Volvo’s electric trucks are charged via 15 ultrafast charging stations from FreeWire Technologies. Each charging unit has two charging ports. The Li-ion NMC battery-integrated charging stations – with multiple patents addressing system design, power electronics, battery management and software – were installed and fully deployed within four months after groundbreaking.
“PFG was given a timeline of three years from the utility company, PG&E, to get enough power to the site to deploy ultrafast charging. For a lot of fleets, that’s simply a deal-killer because they can’t wait three years,” said Arcady Sosinov, founder and CEO of FreeWire Technologies with global headquarters in Newark, California.
FreeWire’s ultrafast chargers operate differently than other mass-produced ultrafast chargers. “When the charger connects to the power grid, it uses only a low amount of power – which already existed on the site – to charge up the internal battery,” Sosinov said.
Approximately 20 kW comes into the charging unit from the grid, but the charging station’s output is 200 kW. That 180-kW difference is pushed out by the charging unit’s internal battery. According to Sosinov, a fully depleted Volvo electric truck’s recharge time takes between four and six hours. “That’s fast for a Class 8 truck,” he said.
Electric refrigeration
The Volvo electric trucks are matched with a reefer trailer equipped with a zero-emission SolarTechTRU from Mesa, Arizona-based Advanced Energy Machines (AEM.GREEN).

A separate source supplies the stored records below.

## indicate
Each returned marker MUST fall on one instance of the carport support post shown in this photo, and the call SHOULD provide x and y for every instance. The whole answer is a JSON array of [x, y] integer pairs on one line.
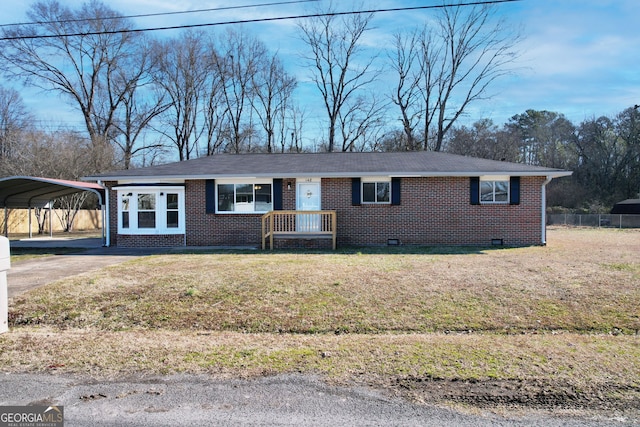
[[5, 264]]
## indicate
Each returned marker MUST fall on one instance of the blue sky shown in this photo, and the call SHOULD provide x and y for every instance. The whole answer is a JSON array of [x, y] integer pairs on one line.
[[577, 57]]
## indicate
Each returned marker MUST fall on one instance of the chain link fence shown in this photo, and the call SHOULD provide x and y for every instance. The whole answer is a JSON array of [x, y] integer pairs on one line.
[[595, 220]]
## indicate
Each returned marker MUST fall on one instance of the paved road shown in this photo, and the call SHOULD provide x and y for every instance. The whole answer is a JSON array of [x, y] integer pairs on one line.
[[187, 400], [198, 400]]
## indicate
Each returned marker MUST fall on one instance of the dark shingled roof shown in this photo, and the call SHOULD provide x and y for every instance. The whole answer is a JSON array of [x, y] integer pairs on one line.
[[420, 163]]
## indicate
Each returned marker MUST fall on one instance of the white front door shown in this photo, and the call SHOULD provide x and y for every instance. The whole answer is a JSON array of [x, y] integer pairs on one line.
[[308, 199]]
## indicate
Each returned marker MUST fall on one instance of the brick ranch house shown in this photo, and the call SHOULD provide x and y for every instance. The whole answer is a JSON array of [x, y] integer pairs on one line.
[[320, 199]]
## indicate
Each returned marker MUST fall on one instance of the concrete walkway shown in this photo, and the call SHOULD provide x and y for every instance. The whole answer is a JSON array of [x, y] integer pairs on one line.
[[29, 274]]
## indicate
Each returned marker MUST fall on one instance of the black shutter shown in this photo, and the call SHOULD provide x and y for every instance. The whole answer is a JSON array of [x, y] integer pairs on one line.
[[277, 194], [514, 190], [475, 190], [356, 199], [395, 191], [210, 195]]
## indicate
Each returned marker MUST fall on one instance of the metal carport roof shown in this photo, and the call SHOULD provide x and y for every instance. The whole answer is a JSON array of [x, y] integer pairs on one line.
[[34, 192], [26, 192]]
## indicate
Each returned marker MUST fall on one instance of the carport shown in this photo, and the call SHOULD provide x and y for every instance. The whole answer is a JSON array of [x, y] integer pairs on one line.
[[26, 192]]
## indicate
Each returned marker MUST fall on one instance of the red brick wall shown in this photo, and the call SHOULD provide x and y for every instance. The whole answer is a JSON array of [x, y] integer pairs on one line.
[[436, 211], [205, 229], [433, 211]]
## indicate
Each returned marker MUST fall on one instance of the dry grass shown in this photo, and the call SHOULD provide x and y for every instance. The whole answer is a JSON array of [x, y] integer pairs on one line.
[[565, 314], [584, 281]]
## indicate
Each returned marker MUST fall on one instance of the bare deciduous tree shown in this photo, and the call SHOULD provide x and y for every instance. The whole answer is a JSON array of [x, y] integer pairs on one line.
[[339, 72], [240, 57], [182, 75], [14, 119], [273, 88], [81, 57], [442, 70]]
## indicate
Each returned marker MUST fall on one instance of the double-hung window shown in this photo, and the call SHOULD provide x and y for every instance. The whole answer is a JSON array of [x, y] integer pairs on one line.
[[376, 190], [151, 210], [244, 196], [494, 189]]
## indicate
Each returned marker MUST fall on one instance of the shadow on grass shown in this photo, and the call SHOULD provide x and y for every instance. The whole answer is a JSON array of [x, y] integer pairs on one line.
[[354, 250]]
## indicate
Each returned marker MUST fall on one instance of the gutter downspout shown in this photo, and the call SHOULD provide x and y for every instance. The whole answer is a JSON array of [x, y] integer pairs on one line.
[[544, 210]]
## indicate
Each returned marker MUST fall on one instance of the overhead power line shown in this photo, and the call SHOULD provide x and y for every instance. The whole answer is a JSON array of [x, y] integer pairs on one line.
[[249, 21], [147, 15]]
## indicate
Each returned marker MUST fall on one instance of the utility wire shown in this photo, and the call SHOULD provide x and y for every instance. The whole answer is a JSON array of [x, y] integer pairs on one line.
[[146, 15], [248, 21]]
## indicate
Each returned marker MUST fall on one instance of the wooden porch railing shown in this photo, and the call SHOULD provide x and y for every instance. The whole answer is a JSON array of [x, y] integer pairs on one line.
[[298, 225]]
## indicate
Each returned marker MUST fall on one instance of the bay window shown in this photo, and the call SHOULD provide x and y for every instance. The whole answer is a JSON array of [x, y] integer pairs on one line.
[[151, 210]]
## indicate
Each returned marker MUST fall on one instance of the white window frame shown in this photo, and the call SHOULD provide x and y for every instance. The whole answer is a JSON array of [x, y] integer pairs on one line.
[[375, 180], [244, 208], [492, 180], [160, 193]]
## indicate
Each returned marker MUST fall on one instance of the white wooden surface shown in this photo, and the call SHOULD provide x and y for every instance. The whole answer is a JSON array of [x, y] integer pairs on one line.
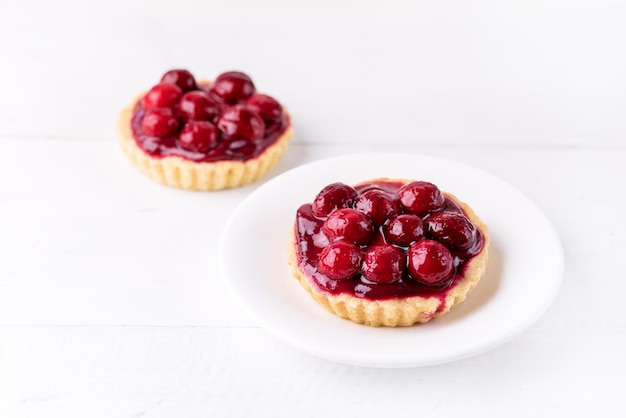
[[110, 302]]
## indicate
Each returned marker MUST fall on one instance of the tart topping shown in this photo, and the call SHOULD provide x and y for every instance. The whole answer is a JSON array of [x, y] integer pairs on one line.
[[333, 196], [383, 264], [420, 198], [197, 105], [162, 95], [430, 262], [198, 136], [408, 238], [159, 122], [404, 229], [348, 224], [340, 260], [182, 78], [267, 107], [242, 122], [378, 205], [246, 123], [453, 229], [233, 86]]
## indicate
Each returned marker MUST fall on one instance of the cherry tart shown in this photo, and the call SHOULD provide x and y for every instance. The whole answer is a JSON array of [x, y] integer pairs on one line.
[[204, 135], [388, 252]]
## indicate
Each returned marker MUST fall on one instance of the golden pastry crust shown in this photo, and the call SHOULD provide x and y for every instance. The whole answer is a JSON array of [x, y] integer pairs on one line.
[[201, 176], [399, 312]]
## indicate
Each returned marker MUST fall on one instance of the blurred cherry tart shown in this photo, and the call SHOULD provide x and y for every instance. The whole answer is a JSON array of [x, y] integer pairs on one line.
[[201, 135], [388, 252]]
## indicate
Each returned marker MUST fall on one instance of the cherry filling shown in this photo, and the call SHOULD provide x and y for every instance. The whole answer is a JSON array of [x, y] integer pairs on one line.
[[384, 240], [207, 122]]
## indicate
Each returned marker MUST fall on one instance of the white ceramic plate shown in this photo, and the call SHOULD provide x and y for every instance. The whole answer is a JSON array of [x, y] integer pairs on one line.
[[524, 272]]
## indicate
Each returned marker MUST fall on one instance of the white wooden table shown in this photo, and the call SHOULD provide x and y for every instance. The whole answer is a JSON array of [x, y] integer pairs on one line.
[[110, 300]]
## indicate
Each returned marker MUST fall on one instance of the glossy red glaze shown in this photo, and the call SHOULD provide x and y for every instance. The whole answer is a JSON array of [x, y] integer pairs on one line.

A traditional TRU is diesel-powered versus AEM’s patented, all-electric, 46-volt DC unit. Located in the same front-of-trailer location as a diesel-fueled TRU counterpart, the electric TRU has a conventional condenser, evaporator, compressor and electric motor.
“The battery resides underneath at mid-trailer,” said Robert Koelsch, co-founder and CEO of AEM.GREEN. AEM’s standard Li-ion battery pack is 109 kWh. Charging for the battery is via AEM’s patented charging pads that the trailer’s landing gear rest atop.
“We use AI to automate the entire charging process, so no human is plugging and unplugging cords,” Koelsch said. For a completely depleted battery pack, the charging process takes about eight hours. To date, the Gilroy site has 30 of AEM’s electric TRUs. Each of those electric refrigeration units is estimated to eliminate approximately 20 tons of CO2 emissions per year versus a diesel-powered TRU.
Transitioning PFG’s Gilroy site to a sustainable distribution center requires assists from multiple companies, stressed Volvo’s Pope. “As a traditional truck manufacturer, we’re really good at the truck part – that’s not a problem. But once you go from traditional drivelines into alternative energy or battery-electric, you have to involve a lot more players,” he said. “It takes partnerships to create a sustainable ecosystem.”